Robert Rigney | info | en cs

Over the last couple of years the controversial British Turner Prize has become a media spectacle causing even London bookies to sit up and take notice. Now the Berlin National Gallery wants to have a similar kind of forum for contemporary art in Germany with a new DM 100,000 prize, to be bestowed annually on a young artist of promise to foster interest in contemporary art in Berlin and celebrate the city's youthful creativity.
Rolf Hoffmann, a Berlin businessman and art collector, who proposed the idea of the prize to the board of the Friends of the National Gallery (a fundraising group affiliated with the museum) explains, ”the precedent was the Turner Prize. The difference however, is that while the Turner Prize is only for British artists, we say any artist living in Germany. There are so many foreign artists already living here in Berlin,” says Hoffmann. ”We were surprised to see how many non-German artists applied.”
Out of a group of 112 artists, German and non-German, Berlin based and otherwise, a short-list of four was selected last May. Surprising to many was that there are no familiar names on the short-list; no one with an air of notoriety; none of the young German artists who have been making a stir both at home and abroad; no ”Children of Berlin” and none of the representatives of what has been referred to recently as a kind of German YBA phenomenon.
Neither a Jonathan Meese nor a John Bock, or a Dieter Roth.

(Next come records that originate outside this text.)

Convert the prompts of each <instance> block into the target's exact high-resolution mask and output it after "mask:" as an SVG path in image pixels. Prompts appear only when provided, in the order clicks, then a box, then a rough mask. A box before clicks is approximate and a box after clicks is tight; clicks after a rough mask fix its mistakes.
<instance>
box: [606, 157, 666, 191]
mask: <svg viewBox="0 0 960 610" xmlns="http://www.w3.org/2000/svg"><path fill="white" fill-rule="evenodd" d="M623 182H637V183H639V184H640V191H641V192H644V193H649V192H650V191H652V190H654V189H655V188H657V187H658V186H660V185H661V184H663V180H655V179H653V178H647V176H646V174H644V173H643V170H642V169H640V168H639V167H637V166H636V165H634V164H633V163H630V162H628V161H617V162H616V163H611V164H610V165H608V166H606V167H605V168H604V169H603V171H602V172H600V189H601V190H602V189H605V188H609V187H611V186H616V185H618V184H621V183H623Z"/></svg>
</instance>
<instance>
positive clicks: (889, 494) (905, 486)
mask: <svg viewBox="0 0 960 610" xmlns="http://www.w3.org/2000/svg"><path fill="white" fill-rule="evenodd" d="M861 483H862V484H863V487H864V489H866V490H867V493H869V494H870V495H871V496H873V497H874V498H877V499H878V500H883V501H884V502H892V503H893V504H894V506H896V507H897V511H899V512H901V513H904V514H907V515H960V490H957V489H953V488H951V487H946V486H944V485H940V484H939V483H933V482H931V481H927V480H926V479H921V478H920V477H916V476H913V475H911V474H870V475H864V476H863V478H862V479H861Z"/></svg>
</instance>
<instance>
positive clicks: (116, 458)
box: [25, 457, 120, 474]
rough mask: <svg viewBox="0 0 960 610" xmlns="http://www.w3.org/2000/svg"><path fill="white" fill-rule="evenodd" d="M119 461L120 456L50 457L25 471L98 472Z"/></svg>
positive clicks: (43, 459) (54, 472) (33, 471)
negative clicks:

Instead in the beginning of May, the jury consisting of Peter-Klaus Schuster, general director of the Museen Preussischer Kulturbesitz, Eugen Blume, curator of the Hamburger Bahnhof, Anatol Gotfryd, Rolf Hoffmann and Claudia Tetzner from the Friends of the National Gallery selected four relative unknowns: Dirk Skreber, a figurative painter from Düsseldorf, Katharina Grosse, a 39-year-old abstract painter likewise from Düsseldorf, Olafur Eliasson, a 32-year-old Icelandic environmental artist living in Berlin, and Christian Jankowski a 31-year-old new media artist who works with the Internet, also living in Berlin. Who are these guys? many critics wanted to know.
Hoffmann says that they have consciously chosen artists who are unestablished, and have not made a big name for themselves. ”The whole idea is that we want to promote totally unknown artists. And this is another difference from the Turner Prize,” says Hoffmann. ”One of the preconditions of the Turner is that the artists must have already had a big show. What we are trying to do is promote really new contemporary art.”
Nevertheless Hoffmann is confident that come September 28 when the short listed artists will unveil their projects in the Hamburger Bahnhof, an atmosphere of controversy and suspense will prevail. ”I think that come September we shall see something interesting,” says Hoffmann. We shall see. The winner will be announced on December 6.